Profits and Losses

The latest episode of the Syrian crisis is worthy of being taught in the most prestigious schools of political science and the most famous diplomatic academies. It has allowed the world to witness firsthand a pitiless but calculated power struggle between two powers of international caliber, a confrontation underlined by an immeasurable number of internal, regional and continental factors, where the slightest faux pas could have caused a major global crisis.

It is certainly not our local players who will succeed in sorting out the delicate game that has been played these two last weeks. Because they are not personally involved, they are too passionate to be able to provide a logical explanation or to deliver an honest and objective analysis. They are already taking over the media to defend their protégés, by mixing fantasy, fiction and reality. Between “Assad has defeated Obama” or “the end of the Syrian regime is imminent,” the explanations proposed are reductive, whereas the reality is much more complex and, above all, nuanced.

However, there are some constants that are impossible to circumvent, one of them being that the America of today is no longer what she used to be. This isn’t the opinion of the author of this article, but of famous writers and American public figures, like, for example, the famous judge Jeanine Ferris Pirro (of Lebanese origin, by the way), who literally demolished Barack Obama during a remarkable television interview (the video is available on YouTube).

The signs of the declining influence of the United States have never been clearer. The hesitations, the quick changes of opinion, the confusion and the contradictions that characterized the remarks and actions of Barack Obama and his team were the clear proof of this. A strong America should have been determined, confident and coherent.

The U.S. president got off to a bad start in his military adventure. By drawing a “red line” for Bashar al-Assad not to cross, Obama was himself caught in a trap that ultimately closed on him on Aug. 21. American public opinion, bottle-fed for five years on the withdrawal from the Iraq and Afghanistan wars, now suddenly finds itself invited to endorse military intervention in an unlikely conflict, where it is difficult to clearly distinguish the good guys from the bad.

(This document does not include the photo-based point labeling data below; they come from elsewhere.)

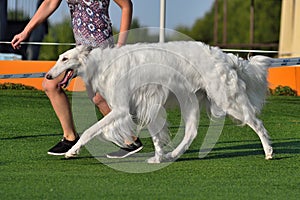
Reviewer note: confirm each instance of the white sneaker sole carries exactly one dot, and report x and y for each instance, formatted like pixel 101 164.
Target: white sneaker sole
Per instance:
pixel 126 155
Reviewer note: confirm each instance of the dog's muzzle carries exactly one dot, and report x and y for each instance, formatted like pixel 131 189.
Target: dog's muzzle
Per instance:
pixel 49 77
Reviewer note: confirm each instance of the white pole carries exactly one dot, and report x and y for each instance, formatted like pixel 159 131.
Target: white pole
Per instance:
pixel 162 20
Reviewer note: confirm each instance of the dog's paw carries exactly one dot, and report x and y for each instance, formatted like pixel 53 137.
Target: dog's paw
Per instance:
pixel 168 157
pixel 71 154
pixel 154 160
pixel 269 156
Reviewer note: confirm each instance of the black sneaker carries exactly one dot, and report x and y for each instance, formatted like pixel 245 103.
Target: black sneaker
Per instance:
pixel 62 147
pixel 129 150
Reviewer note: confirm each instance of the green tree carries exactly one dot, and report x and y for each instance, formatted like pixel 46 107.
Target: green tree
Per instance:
pixel 266 27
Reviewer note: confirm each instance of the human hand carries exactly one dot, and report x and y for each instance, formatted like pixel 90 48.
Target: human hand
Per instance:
pixel 16 41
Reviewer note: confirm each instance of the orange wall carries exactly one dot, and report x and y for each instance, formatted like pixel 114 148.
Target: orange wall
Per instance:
pixel 286 76
pixel 20 67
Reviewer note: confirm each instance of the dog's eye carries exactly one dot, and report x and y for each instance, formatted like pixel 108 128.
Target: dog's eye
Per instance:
pixel 64 59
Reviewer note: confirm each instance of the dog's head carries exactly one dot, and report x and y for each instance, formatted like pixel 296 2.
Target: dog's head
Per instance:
pixel 71 63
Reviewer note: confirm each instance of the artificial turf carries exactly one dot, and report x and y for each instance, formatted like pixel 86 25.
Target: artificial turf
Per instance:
pixel 234 169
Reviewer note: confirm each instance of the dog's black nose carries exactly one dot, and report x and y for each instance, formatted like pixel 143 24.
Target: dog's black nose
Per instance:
pixel 49 77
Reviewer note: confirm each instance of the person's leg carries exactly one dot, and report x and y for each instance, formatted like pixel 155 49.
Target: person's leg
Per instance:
pixel 61 106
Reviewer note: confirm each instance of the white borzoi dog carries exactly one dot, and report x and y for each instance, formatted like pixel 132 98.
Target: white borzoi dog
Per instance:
pixel 136 81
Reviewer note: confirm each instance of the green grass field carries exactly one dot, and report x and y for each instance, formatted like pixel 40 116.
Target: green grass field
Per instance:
pixel 235 169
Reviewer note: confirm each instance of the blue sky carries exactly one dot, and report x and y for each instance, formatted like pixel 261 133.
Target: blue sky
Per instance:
pixel 179 12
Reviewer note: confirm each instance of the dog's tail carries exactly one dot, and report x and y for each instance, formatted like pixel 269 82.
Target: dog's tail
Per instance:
pixel 254 72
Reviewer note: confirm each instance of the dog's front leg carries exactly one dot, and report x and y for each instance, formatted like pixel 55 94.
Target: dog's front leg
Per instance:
pixel 90 133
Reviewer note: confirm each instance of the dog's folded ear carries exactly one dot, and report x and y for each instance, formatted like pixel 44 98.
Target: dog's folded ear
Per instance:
pixel 85 49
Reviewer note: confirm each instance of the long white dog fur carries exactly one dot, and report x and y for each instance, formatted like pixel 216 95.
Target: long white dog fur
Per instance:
pixel 136 80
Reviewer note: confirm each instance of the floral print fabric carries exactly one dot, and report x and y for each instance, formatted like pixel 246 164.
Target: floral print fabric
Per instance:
pixel 91 23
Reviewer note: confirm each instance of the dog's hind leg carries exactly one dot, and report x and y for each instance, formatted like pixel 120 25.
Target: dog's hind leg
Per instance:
pixel 191 114
pixel 261 131
pixel 159 138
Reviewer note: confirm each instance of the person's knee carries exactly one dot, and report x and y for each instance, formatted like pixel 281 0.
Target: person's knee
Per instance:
pixel 50 87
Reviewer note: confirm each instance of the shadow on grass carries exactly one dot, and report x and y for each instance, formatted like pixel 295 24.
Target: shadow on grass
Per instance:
pixel 282 150
pixel 30 136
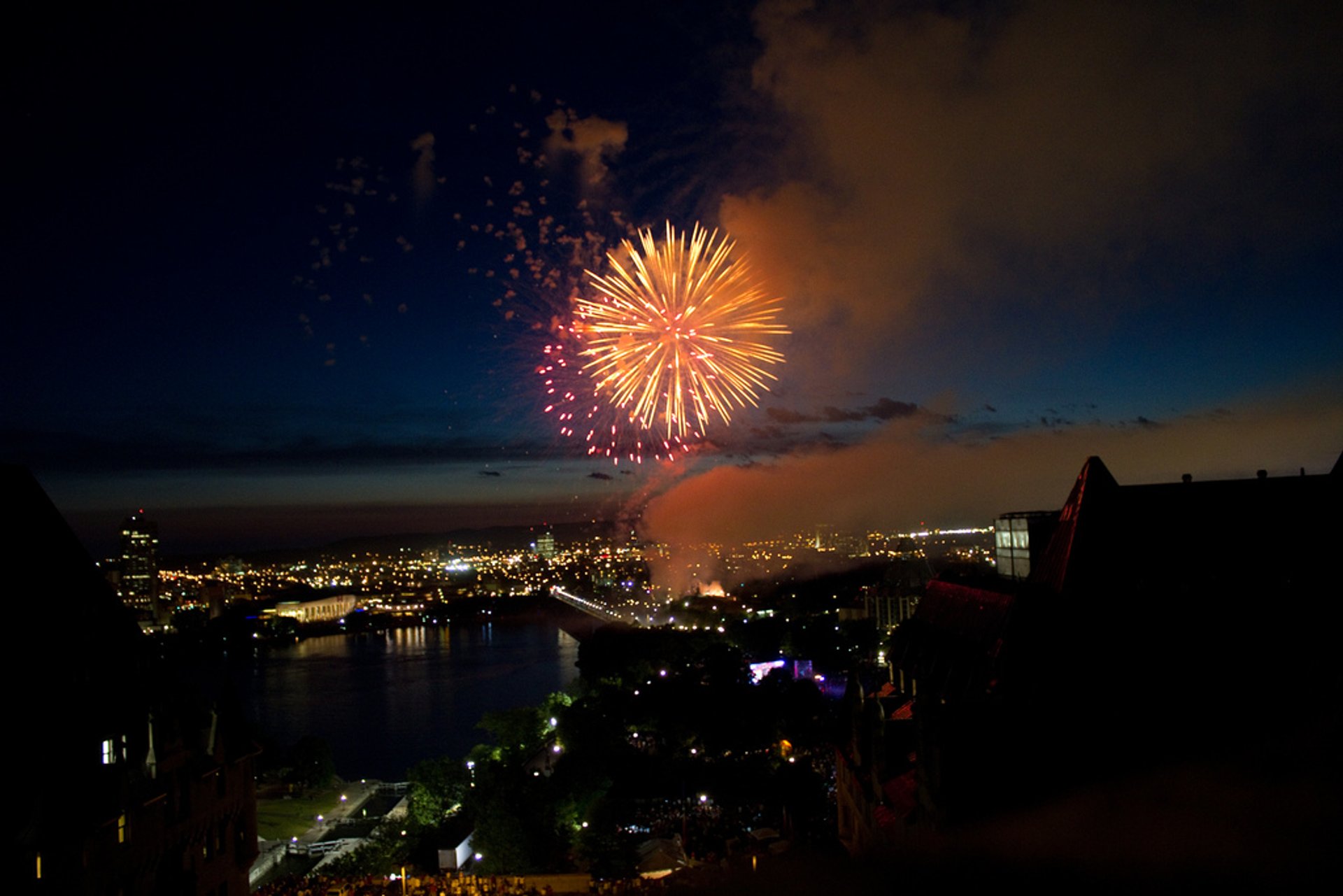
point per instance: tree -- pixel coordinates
(311, 763)
(436, 788)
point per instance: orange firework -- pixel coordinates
(673, 335)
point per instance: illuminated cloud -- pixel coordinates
(422, 175)
(904, 474)
(594, 140)
(993, 169)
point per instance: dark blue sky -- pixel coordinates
(1112, 229)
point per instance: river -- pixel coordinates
(385, 702)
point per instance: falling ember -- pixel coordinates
(672, 335)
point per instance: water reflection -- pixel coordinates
(387, 702)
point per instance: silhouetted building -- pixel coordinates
(125, 777)
(138, 582)
(1157, 625)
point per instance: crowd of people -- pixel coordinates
(443, 884)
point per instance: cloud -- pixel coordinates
(884, 408)
(1014, 169)
(594, 140)
(906, 473)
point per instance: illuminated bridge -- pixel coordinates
(588, 605)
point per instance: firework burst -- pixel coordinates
(672, 335)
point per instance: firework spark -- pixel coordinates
(673, 334)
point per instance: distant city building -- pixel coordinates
(319, 610)
(825, 539)
(138, 582)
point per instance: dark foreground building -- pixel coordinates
(1169, 633)
(125, 777)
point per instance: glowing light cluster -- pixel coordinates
(673, 332)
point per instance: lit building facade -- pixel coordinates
(138, 583)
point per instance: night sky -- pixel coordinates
(260, 290)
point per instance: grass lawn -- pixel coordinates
(284, 818)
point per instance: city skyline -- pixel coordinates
(1007, 238)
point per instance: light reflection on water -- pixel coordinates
(387, 702)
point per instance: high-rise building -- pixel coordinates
(138, 583)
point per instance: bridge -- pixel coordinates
(588, 605)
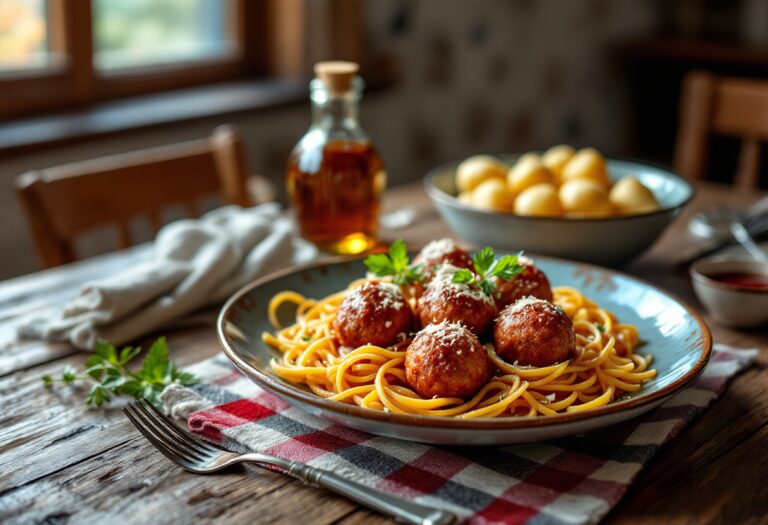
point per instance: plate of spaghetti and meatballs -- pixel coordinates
(454, 347)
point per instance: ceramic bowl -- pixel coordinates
(728, 304)
(678, 340)
(610, 241)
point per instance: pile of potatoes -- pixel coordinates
(562, 182)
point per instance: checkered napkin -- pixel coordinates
(570, 480)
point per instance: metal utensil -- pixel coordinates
(741, 234)
(715, 226)
(197, 456)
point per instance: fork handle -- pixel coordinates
(403, 510)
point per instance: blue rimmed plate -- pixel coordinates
(676, 336)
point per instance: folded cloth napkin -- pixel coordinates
(196, 262)
(570, 480)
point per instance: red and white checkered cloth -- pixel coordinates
(566, 481)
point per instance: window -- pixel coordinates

The more the campaign launched by Obama and his team to convince the Americans of the legitimacy of an engagement in Syria intensified, the more opponents it gained. On Sept. 9, 63 percent of Americans were against the war.

Deprived since the beginning of the Syrian crisis of the protection of international law thanks to the Sino-Russian veto at the Security Council, Barack Obama is discovering that he lacks the protection of public support too. He is therefore falling back on the support of the U.S. politicians in Congress, to whom he is appealing. But there too, the results are uncertain, especially in the House of Representatives. Asking representatives to support an unpopular war, within two months of the by-elections, was a serious error of judgment on the part of the administration.

Meanwhile, Obama had lost the support of his allies, after the disaffection of Great Britain and other European countries — with the exception of France — and the absenteeism of his traditional allies, Canada and Australia.

It was therefore a Barack Obama without legal, political or popular support and without a coalition who arrived on the battlefield. Even though he decided to bypass these limitations, other obstacles stood in his way — Russia, for a start. While advocating a diplomatic solution, Moscow assembled an increasingly large naval squadron against the U.S. fleet in the Mediterranean. Not even during the Cold War had the two international powers had a face-off of that kind. At the same time, Russia responded to the American arguments on Syria, one by one, by proposing its counterarguments. Whether political, diplomatic, media or military, none of the areas of confrontation with the U.S. was left unopposed by the Russians.

Another just as significant obstacle was Washington’s difficulty in measuring the nature and magnitude of the response of Syria and its allies.

For all these reasons, Barack Obama was quick to seize the opportunity presented to him by Russia’s initiative. Only history will tell us if it wasn’t the American president himself who whispered it in the ear of his Russian counterpart during their short interview in the wings of the G-20 summit.

Does that mean that Bashar al-Assad has defeated Obama? Certainly, the strike that could have threatened the Syrian president’s regime has been postponed. But the price he has paid is not insignificant: He will have to dismantle his chemical arsenal, which constitutes his principal weapon of strategic deterrence against the Israeli nuclear arsenal.

Russia, on the other hand, is reaping the benefits of this power struggle — it is now establishing itself as a powerful force on the international scene and a leading player in the eastern Mediterranean.